There is a fracino piccino for sale currently in the sales thread . Might be worth looking at


----------



## Thecatlinux (Mar 10, 2014)

Don't forget to factor in sundries, like a steaming jug, tamper,scales , knock box and various size cups. They don't have to cost the earth but its surprising put together how that much that will add up.

But all essential bits of kit on your journey.

keep looking in the for sale section, you'll be suprised what crops up and with a bit patience i am sure you will find what you're looking for.


----------



## 7493 (May 29, 2014)

Thanks all for the very quick replies. A second hand commercial grinder is a definite possibility so long as it's not too big. I have a Nemox now which I would be looking to upgrade. Don't fancy the Piccino because of scaling issues. Even if I use Tesco's water I reckon it would still be a pain to descale. (Would also prefer something with better temperature stability.)

Already have at least some of the sundries, steaming jug, thermometer, tamper (although this might well need replacing depending on the machine basket size). Need a proper knock box, mat and some more cups.

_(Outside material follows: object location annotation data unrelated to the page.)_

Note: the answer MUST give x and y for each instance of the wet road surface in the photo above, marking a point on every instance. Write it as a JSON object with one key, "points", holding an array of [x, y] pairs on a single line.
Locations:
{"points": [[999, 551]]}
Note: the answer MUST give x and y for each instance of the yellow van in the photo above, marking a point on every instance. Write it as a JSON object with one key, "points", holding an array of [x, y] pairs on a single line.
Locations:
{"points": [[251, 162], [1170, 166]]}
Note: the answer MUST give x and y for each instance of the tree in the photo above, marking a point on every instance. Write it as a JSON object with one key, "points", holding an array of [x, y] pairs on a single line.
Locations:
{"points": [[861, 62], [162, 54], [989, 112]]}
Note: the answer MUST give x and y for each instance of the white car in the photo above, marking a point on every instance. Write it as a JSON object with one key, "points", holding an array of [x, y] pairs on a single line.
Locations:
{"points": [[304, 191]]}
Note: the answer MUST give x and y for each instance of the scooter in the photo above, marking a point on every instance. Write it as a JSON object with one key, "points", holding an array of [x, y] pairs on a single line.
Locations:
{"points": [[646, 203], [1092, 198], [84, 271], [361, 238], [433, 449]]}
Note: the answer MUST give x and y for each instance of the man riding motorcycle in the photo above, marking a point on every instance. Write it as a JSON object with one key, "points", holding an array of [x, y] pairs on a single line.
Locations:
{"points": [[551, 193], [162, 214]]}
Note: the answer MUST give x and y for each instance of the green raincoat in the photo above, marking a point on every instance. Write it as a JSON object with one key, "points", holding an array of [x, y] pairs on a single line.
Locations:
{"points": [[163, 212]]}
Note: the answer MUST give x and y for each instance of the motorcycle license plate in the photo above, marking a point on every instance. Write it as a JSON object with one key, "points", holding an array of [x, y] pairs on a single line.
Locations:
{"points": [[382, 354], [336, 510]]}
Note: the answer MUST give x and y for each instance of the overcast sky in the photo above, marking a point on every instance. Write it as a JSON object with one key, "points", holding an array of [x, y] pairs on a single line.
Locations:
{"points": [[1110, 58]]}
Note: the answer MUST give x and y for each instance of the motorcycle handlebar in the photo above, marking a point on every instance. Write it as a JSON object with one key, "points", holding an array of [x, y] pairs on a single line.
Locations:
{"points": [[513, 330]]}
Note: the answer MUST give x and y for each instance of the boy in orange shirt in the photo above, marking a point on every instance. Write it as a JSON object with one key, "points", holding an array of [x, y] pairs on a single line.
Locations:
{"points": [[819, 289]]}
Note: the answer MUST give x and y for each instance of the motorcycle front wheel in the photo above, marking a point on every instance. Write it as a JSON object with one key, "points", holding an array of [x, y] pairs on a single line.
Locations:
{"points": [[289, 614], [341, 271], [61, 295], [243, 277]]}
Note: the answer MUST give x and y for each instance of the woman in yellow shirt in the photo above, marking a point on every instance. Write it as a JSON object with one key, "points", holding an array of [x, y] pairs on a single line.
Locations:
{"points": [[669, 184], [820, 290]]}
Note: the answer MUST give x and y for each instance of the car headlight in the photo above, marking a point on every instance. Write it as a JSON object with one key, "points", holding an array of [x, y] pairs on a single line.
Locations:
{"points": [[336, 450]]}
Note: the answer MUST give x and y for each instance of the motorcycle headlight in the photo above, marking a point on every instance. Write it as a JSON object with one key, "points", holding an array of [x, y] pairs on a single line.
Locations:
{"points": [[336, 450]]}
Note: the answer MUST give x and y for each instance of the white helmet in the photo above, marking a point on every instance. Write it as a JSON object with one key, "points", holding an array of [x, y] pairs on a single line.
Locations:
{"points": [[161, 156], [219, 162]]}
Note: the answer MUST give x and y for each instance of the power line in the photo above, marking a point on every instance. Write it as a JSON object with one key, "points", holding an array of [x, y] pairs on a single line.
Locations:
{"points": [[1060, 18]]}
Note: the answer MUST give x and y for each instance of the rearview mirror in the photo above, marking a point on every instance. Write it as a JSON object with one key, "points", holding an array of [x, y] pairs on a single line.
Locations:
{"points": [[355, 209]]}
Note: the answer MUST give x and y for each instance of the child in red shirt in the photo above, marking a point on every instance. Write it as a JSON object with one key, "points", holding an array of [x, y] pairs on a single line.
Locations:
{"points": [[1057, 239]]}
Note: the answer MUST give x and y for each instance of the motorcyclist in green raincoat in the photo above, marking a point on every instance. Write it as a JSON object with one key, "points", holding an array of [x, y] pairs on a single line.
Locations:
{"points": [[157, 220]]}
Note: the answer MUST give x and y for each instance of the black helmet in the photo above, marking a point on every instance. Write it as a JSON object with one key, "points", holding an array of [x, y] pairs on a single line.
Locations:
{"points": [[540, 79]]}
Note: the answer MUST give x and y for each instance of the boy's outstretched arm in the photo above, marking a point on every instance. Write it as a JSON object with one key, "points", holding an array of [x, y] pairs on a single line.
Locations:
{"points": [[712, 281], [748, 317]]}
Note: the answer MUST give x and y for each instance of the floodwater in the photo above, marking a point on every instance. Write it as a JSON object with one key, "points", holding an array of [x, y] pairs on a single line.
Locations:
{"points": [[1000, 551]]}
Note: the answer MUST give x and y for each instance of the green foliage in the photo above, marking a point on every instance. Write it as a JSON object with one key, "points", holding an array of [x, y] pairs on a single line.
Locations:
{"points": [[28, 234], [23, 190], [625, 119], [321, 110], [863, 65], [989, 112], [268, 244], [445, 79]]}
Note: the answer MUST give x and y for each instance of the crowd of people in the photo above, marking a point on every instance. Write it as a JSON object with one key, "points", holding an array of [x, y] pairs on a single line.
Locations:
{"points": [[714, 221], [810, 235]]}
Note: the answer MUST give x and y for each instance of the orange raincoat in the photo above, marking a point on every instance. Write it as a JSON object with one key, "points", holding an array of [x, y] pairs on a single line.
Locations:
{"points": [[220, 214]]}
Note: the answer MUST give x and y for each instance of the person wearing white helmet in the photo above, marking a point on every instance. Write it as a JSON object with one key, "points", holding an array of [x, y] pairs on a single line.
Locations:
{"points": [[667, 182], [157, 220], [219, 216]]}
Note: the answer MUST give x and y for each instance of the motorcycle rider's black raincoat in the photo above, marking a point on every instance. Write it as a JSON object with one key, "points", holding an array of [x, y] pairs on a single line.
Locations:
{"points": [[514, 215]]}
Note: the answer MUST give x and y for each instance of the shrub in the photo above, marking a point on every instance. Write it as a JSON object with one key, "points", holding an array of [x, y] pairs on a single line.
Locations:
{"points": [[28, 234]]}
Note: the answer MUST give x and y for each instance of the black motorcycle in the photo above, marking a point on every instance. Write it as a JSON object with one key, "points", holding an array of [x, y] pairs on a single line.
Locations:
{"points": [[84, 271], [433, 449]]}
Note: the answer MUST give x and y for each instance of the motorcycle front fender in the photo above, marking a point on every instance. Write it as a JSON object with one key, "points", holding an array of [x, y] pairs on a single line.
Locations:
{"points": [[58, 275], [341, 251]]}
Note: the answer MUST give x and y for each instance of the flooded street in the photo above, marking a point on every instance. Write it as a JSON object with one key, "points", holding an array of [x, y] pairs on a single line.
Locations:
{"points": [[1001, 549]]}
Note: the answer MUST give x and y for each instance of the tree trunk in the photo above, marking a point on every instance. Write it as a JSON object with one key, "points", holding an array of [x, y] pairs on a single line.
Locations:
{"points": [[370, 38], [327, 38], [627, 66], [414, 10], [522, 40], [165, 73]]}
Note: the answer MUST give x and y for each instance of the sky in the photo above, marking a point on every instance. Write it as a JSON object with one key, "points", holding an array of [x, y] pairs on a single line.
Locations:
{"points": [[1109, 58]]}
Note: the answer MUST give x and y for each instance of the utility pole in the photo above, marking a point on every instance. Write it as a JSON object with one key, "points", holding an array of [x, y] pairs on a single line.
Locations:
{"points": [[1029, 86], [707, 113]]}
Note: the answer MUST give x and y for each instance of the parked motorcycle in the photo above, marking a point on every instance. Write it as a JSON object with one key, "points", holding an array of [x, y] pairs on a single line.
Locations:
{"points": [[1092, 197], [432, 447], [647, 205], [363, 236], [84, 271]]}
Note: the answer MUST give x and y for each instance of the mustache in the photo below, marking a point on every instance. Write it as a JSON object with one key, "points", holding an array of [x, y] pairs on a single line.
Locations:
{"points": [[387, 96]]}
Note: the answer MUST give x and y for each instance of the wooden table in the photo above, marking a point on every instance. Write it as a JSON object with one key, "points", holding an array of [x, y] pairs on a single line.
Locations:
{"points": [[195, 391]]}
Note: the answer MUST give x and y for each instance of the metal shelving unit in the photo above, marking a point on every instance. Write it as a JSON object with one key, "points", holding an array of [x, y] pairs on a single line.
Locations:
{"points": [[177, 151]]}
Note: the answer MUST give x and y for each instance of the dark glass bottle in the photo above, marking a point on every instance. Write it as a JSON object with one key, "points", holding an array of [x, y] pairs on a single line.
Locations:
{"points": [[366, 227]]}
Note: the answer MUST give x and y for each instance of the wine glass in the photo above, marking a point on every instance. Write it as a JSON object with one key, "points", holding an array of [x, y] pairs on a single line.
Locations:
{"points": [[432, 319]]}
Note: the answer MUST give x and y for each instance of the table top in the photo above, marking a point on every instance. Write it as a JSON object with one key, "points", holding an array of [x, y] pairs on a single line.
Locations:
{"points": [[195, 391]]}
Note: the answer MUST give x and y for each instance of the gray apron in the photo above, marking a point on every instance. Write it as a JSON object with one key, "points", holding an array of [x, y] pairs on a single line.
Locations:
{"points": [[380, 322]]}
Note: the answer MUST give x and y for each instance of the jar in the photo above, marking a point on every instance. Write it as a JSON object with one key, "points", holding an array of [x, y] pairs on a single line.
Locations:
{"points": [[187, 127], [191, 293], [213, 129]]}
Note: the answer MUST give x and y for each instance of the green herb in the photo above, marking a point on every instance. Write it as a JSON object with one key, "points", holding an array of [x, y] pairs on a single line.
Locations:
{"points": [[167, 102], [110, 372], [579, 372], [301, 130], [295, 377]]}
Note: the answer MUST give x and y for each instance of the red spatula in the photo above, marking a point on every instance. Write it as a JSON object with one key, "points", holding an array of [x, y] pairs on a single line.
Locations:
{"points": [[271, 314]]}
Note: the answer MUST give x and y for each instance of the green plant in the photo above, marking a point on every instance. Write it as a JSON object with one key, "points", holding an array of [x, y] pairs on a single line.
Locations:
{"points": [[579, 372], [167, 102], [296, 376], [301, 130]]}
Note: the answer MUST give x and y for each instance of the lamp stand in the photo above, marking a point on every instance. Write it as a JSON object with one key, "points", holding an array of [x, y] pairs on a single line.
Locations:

Will keep my eye on the "for sale" section...


----------



## The Systemic Kid (Nov 23, 2012)

Rob, have you had a look at the Elektra micro casa lever on the for sale thread - very classy, capable machine.


----------



## 7493 (May 29, 2014)

Systemic, thanks for the 'heads up'. I had seen the Elektra lever on the for sale thread but think it might be just a bit too hardcore for a first serious machine. I'm looking for something at least a bit forgiving of operator incompetence to learn on.


----------



## Nimble Motionists (Oct 22, 2012)

To give you an idea of what you could get I've got one of these http://www.oehandgrinders.com/PHAROS_c_22.html and this http://www.bellabarista.co.uk/espresso-machines/dual-boiler-66/dual-boiler/expobar-leva-dual-boiler-coffee-machine-reservoir-plumb-in.html for a combined total of £1000 second-hand. Much bigger bargains have been had by others so I would say something like this combo is easily achievable if you're prepared to go second-hand and hold out for the right stuff to come up.


----------



## 7493 (May 29, 2014)

Thanks Nimble, I like the look of the Expobar. Hadn't thought of a manual grinder. Will keep an eagle eye on the classifieds and, with some care, fleabay.


----------



## Nimble Motionists (Oct 22, 2012)

Obviously there are other options but I'm happy with both. I had a couple of electric grinders before the Pharos and found them to be as much faff/work just a different kind. I got the grinder through CoffeeChap (mentioned by others earlier in the thread) and the expobar from the 'For Sale' section. Gumtree is also worth keeping an eye on.


----------



## 7493 (May 29, 2014)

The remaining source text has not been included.